Generative Economic Modeling
with Hanno Kase & Matthias Rottner
Abstract | Draft upon request
We introduce a novel approach for solving quantitative economic models: generative economic modeling. Our method combines neural networks with conventional solution techniques. Specifically, we train neural networks on simplified versions of an economic model to generate approximations of the full model’s dynamic behavior. By relying on these less complex satellite models, we circumvent the curse of dimensionality and are able to employ well-established numerical methods. We demonstrate our approach on models with nonlinear dynamics and heterogeneous agents. Finally, we apply generative economic modeling to solve a high-dimensional HANK model with financial frictions.
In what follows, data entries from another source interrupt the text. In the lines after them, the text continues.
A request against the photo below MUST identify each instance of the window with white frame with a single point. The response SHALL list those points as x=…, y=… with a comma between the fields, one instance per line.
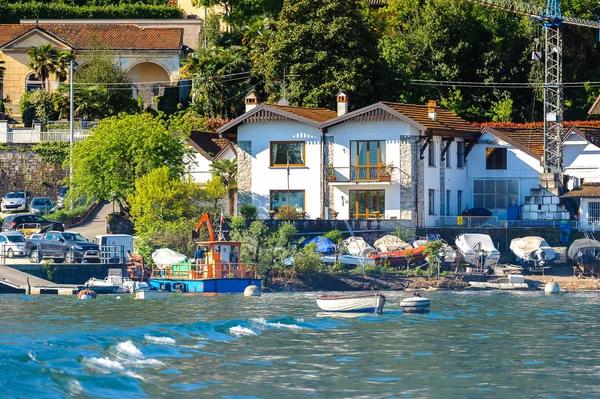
x=594, y=212
x=431, y=153
x=432, y=202
x=495, y=194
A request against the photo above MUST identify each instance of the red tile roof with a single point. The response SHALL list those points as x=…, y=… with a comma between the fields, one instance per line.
x=315, y=114
x=586, y=190
x=113, y=36
x=445, y=120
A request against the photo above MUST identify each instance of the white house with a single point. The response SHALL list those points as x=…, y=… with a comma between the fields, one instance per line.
x=208, y=147
x=386, y=160
x=512, y=157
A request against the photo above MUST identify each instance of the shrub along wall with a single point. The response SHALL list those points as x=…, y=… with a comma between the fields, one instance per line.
x=21, y=168
x=13, y=13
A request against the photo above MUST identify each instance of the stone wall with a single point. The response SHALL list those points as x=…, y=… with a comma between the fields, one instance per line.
x=22, y=169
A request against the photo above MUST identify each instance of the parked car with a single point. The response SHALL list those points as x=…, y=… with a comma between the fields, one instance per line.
x=30, y=224
x=41, y=206
x=60, y=198
x=68, y=246
x=15, y=201
x=12, y=244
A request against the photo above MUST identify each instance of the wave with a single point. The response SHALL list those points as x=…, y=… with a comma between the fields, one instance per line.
x=264, y=322
x=240, y=331
x=159, y=340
Distributional Impact of Asset Price Fluctuations
Abstract | Draft upon request
This paper studies how fluctuations in asset prices, driven by noise traders in segmented financial markets, affect the real economy and households across the income and wealth distribution. I show that these fluctuations help explain empirically observed portfolio choices, a fraction of the observed equity premium, and a small part of real fluctuations. Poorer households avoid risky assets because they rely on liquid and safe assets for self-insurance. Richer households require a premium of 0.8 percent per year to hold risky assets, which accounts for a fraction of the observed equity premium. In quantitative terms, a 10 percent increase in asset prices, which corresponds to a typical quarterly shock, raises aggregate output by 0.8 percent. Asset price shocks are redistributive because they directly benefit wealthy households, who own most assets, and also affect poorer households indirectly through general equilibrium effects such as changes in wages and prices.